Another full-length film I saw was the documentary Citizen Hearst, available on iTunes. It is 90 minutes of hagiography of Hearst himself (who disappears one-third of the way in), his newspapers (a little), his architecture (a little--NY HQ and San Simeon) and his fashion and lifestyle magazines (a lot). Not exactly investigative journalism, but fun and interesting if you care about the Hearst legacy.
Starring Adam West is a full-length documentary available on Amazon Instant Video. If you, like me, loved him as Batman, you must see this film. He had a career before Batman, and has had one since. The latter half of the film revolves around efforts to get him a star on the Hollywood Walk of Fame. It is made to seem harder than it should have been. Not that I am doing a spoiler on whether he gets one or not...

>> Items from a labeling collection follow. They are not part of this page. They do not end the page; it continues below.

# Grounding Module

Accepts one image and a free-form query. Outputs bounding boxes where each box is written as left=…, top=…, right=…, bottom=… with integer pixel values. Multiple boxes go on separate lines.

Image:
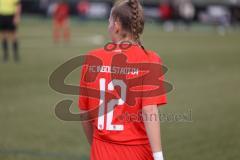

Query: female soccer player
left=79, top=0, right=166, bottom=160
left=53, top=0, right=70, bottom=42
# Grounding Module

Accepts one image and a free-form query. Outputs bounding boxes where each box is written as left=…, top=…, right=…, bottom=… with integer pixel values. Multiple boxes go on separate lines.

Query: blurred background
left=0, top=0, right=240, bottom=160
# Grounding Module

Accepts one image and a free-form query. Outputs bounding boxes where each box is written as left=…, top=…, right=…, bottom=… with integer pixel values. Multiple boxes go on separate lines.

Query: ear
left=114, top=20, right=122, bottom=33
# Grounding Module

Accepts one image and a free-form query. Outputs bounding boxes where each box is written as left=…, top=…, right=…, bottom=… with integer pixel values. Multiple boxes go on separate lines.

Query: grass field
left=0, top=18, right=240, bottom=160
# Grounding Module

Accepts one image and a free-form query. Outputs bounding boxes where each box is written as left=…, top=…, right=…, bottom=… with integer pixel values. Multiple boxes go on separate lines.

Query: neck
left=115, top=36, right=137, bottom=44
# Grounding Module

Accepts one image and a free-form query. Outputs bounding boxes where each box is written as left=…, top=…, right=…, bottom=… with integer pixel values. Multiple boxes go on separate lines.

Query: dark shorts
left=0, top=15, right=17, bottom=32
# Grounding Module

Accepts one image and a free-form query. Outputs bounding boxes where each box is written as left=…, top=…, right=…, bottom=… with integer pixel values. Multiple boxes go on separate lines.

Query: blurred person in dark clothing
left=0, top=0, right=21, bottom=62
left=53, top=0, right=70, bottom=42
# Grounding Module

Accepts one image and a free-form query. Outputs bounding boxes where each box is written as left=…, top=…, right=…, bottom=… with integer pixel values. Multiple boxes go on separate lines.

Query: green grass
left=0, top=18, right=240, bottom=160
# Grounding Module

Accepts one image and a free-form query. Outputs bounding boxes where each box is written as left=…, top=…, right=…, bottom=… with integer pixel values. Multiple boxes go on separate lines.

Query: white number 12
left=98, top=78, right=127, bottom=131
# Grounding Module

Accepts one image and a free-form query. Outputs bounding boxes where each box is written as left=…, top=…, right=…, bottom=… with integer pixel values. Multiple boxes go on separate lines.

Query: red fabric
left=90, top=139, right=153, bottom=160
left=79, top=45, right=167, bottom=145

Cas and Dylan stars Richard Dreyfuss and Tatiana "Orphan Black" Maslany on a trans-Canadian buddy movie run. Very enjoyable. It won best picture at the festival, as well as best actor and actress for the leads. It has been out no DVD since August 12; I suggest you rent it. As of today, you can't buy it because it is out of stock (probably from the film festival).
Shorts:
Vingers is a slightly creepy movie about a male teacher fantasizing about his female students, then actually making a move while drunk and chaperoning a party.
Voluntario is a Spanish short in which a young slacker's parents figure out something he can do with his life. Nice twist.
Red Dot is about a woman who does something stupid (accidentally exposing herself to a 16-year-old girl) that gets her designated as a sex offender, requiring her to go to all the neighbors and inform them she is in the neighborhood.
Future Self should win an Oscar. It is a touching, well-acted, well-written, moving, clever short subject about a young man who meets his future self. Or does he? There is virtually no science-fiction element in it, at least until right near the end.
The Greggs is extremely weird.
Failure Groupies is hard to describe, so I'll quote IMDB: "A comedy following a group of suburban post-9/11 tweens who fail a group project and set up a spy mission to get their temperamental teacher fired." Amazingly, it does not fall into any of the cliches which it could have fallen into, and has a lovely twist ending to boot.